At the La Raza event, most people who talked to KOMU 8 News said they were there for Hillary Clinton. Now, Sanders and Clinton are nearly tied in some polls.
"We started this campaign nine months ago polling at three and a half percent. We had three national polls this week putting us in the lead," Sanders told the crowd.
KOMU 8 News was able to get an exclusive interview with Sanders before he took the stage. Since Super Tuesday is before both the Kansas caucuses and the Missouri primary, the question KOMU 8 News asked was, "Why are you rallying in Kansas City so close to Super Tuesday, when people in those states vote first?" His response was that he wanted to get here before the other candidates.
At the rally, Sanders said he is gaining momentum because people are tired of establishment politics.
"They've heard it over and over again," he said.
One of his main topics was what he referred to as a "broken criminal justice system." He said people in America are punished harsher and more frequently for drug use than for white collar crime. He also said drug use should be viewed as a medical condition, not criminal action.
Sanders also addressed social security. He said his campaign is listening to senior citizens who tell him "Bernie, I can't make it on $11,000 or $12,000 a year."
He also talked about a variety of minority groups.
"Let us not forget that 100 years ago today, women did not have the right to vote," Sanders said.
Gay rights and marijuana legalization were also topics.
"If someone said gay marriage would be legal in all 50 states in 2015, they would have said 'what are you smoking?', which raises another whole issue," he said.
Sanders said he would raise the minimum wage to $15 dollars and have gender wage equality.

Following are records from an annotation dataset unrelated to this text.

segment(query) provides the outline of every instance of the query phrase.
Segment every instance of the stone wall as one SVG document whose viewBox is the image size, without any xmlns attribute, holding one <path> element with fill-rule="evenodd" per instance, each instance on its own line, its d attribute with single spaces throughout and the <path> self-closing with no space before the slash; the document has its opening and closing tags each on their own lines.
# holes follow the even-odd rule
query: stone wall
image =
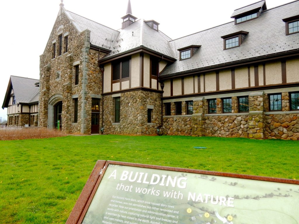
<svg viewBox="0 0 299 224">
<path fill-rule="evenodd" d="M 114 123 L 114 100 L 112 95 L 104 96 L 104 134 L 155 135 L 161 124 L 161 94 L 138 90 L 122 93 L 120 119 Z M 147 123 L 148 106 L 153 106 L 152 122 Z"/>
</svg>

Sanders acknowledged that some people have been calling his ideas radical.
"These are not radical ideas. These are ideas the American people want," he said.
Sanders also said his ideas of family values are different than that of his Republican peers. He said he will pass three months of paid family leave when if he wins the election.
Another major talking point was higher eduction. He asked the crowd who has student debt and many people in the audience responded.
He said, "Today a college degree is the equivalent of what a high school degree was ten years ago."
Jackson County Republican Committee Chairman Mark Jones said he is not worried about Sanders' appearance because he thinks "people have already made up their mind, especially about whether they are a Republican or Democrat."
The rally wrapped up a little after 2 p.m. Wednesday afternoon.